Fortunately, not every decomposition is subject to this coordination difficulty. Some decompositions exist in which the agents’ actions do not interfere with or depend upon each others’ behavior; a situation which I loosely term a dominant-strategy decomposition. It is provable that at least one such decomposition exists for every reinforcement learning task.
Sometimes a dominant-strategy decomposition can be identified at design time through a simple, common-sense analysis of the problem. Often, however, the designer cannot plan an effective decomposition until the entire structure of the task has been learned by the original agent. Thus, by the time a dominant-strategy decomposition has been identified, the task has already been learned! As a result, the usefulness of such decompositions is limited.
One alternative to trying to find a dominant-strategy decomposition is to take any given decomposition and attempt to transform it into a dominant-strategy decomposition by providing communication between the agents at critical junctures. This approach maintains many of the benefits of agent decomposition in combating the curse of dimensionality, while neatly side-stepping the coordination problems often associated with multi-agent systems. In many cases, a very small amount of communication is sufficient to enable a multi-agent system to solve the task effectively.

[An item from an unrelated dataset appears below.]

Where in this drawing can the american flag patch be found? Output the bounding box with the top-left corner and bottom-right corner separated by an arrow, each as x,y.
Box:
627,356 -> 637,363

In an extension of my previous work, I am currently designing an algorithm for dynamic communication in multi-agent systems. This would result in a system in which the agents themselves identify which communication links are useful in the current task, and which are not. Ideally, the agents will find an effective middle ground between information overload and information deprivation by selecting precisely the right amount of relevant information.
Preliminary experiments with this new algorithm show promise. In very simple environments, the algorithm can be shown to effectively discern relevant perceptual information from irrelevant “noise,” even when the relevance of the extra information is minimal. Further work in this direction would extend my preliminary studies to more complex environments, with dozens of simultaneously-learning agents.
This research has been a valuable learning experience for me. I have especially benefited from the chance to conduct my own research and then study papers from related conferences and journals to understand how my work relates to that of other researchers. The process has widened my understanding of the relevant issues in my field, as well as helped me to find my own research niche. I feel that I can push forward with more confidence than before, because I have a clear sense of how my work fits into the “Big Picture.”